After changes in 2009, Bashas' employs approximately 8,500 people. Most Bashas' stores are non-union. Nine stores that Bashas' acquired from previous chains continue to be represented by the United Food and Commercial Workers, which campaigns against the chain. In October 2007, an Administrative Law Judge sided with the UFCW and an NLRB ruling that Bashas' violated federal law by withdrawing recognition to the UFCW at the inherited stores.

Bashas' has a Distribution Center, located in Chandler, which includes over 16 acre of under-roof space, as well as a full mechanic shop. The perishables area of the center is temperature- and climate-controlled. It includes ripening rooms and areas that vary in temperature from a base temperature of 55 °F year-round to freezer rooms of −10 °F.

==Store nameplates==
===Bashas'===
Bashas' Supermarkets are traditional grocery stores. The company competes primarily against Kroger-owned, Arizona-based Fry's Food and Drug, along with Albertsons and Safeway locations in Arizona.

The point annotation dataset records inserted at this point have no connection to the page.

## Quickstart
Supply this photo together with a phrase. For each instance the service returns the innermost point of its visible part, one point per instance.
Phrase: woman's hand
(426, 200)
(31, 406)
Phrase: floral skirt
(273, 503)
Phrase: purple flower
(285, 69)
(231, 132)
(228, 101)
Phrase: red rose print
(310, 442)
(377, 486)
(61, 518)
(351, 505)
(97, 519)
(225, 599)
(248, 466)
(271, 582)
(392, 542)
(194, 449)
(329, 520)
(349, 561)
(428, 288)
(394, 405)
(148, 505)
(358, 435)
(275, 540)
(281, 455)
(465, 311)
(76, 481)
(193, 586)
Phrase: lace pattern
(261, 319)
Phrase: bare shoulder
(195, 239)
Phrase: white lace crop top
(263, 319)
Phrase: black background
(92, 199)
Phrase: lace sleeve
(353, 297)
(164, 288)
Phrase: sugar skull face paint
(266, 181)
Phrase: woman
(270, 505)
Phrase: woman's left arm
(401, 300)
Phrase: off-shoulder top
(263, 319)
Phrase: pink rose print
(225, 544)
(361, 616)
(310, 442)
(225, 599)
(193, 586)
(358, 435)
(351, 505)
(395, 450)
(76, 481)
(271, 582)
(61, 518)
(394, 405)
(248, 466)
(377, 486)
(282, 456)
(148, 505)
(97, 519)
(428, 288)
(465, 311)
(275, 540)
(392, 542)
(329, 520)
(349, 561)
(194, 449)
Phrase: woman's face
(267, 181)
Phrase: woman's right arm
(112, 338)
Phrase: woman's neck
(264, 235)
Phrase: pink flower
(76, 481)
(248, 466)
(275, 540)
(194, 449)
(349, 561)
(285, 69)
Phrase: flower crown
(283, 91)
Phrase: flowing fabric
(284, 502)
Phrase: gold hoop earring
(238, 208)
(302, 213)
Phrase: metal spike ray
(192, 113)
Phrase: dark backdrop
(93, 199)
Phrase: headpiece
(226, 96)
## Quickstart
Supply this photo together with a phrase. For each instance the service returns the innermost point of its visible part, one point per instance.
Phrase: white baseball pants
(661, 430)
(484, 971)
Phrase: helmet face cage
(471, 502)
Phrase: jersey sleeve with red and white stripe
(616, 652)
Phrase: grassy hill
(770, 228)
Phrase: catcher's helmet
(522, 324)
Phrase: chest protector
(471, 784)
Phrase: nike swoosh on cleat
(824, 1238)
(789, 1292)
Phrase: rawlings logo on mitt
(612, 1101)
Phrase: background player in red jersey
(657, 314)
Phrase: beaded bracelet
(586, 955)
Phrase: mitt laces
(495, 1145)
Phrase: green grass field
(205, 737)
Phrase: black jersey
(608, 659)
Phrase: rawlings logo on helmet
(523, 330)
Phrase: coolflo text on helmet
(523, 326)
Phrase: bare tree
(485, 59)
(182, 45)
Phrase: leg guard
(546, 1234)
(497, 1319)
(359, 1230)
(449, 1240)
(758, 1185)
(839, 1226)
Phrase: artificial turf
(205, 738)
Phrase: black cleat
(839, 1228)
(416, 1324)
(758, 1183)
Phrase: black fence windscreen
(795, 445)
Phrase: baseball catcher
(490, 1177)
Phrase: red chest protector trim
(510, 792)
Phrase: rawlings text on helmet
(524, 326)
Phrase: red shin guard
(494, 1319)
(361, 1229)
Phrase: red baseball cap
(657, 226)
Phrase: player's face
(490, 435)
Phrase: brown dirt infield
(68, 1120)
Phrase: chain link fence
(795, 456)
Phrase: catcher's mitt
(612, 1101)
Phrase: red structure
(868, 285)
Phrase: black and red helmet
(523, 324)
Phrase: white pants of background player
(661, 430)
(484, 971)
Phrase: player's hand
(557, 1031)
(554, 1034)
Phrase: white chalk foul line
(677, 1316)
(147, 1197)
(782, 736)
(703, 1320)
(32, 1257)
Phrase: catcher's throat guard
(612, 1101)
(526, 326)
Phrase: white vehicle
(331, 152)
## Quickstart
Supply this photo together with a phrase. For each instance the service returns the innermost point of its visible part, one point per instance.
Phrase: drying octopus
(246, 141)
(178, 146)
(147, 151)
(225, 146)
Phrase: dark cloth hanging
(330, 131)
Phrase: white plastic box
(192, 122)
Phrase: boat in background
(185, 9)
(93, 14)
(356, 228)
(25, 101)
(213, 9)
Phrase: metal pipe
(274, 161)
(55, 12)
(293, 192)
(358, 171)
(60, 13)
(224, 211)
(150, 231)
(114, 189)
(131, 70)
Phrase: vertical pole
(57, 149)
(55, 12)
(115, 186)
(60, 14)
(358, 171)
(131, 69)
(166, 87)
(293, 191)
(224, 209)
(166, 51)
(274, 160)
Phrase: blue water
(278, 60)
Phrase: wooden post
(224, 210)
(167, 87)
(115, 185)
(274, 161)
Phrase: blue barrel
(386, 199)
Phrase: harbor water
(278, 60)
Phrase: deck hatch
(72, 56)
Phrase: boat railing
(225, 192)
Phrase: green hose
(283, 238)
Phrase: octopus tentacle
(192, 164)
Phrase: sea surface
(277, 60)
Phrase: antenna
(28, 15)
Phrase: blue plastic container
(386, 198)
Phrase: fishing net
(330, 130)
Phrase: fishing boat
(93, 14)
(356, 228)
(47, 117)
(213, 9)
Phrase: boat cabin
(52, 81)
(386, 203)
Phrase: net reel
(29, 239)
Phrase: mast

Bashas' Diné Markets are located on the Navajo Nation. They specialize in the needs of Navajo customers, with products such as Blue Bird flour for fry bread, mutton, and wool. Stores are labeled in both Navajo and English.

Slogans: "Where You've Got a Friend"; "From Our Family to Yours Since 1932"; "Sensational Savings... and Service too!"

===AJ's Fine Foods===
AJ's Fine Foods are gourmet and specialty stores. The stores feature chef-prepared entrees, an extensive wine collection with trained cellar staff, and specialty baked goods. These are the few former Bayless Markets left.

Slogans: "Experience the Difference"; "The Purveyors of Fine Foods".

===Food City===
Food City was acquired by Bashas' in 1993. Since acquiring the original Food City store, numerous Bashas' stores (including many of the oldest locations dating from the 1950s and '60s) have been converted to this format. Food City acquired the Southwest Supermarkets stores in 2001. Food City offers a full variety of ethnic and Hispanic food choices. Some of these stores were also previously Bayless Markets. Food City competes in its home market of Arizona against El Rancho Market and "Fry's Mercado" launched by Kroger-owned Fry's Food and Drug.

The Food City stores outside of Arizona are unrelated.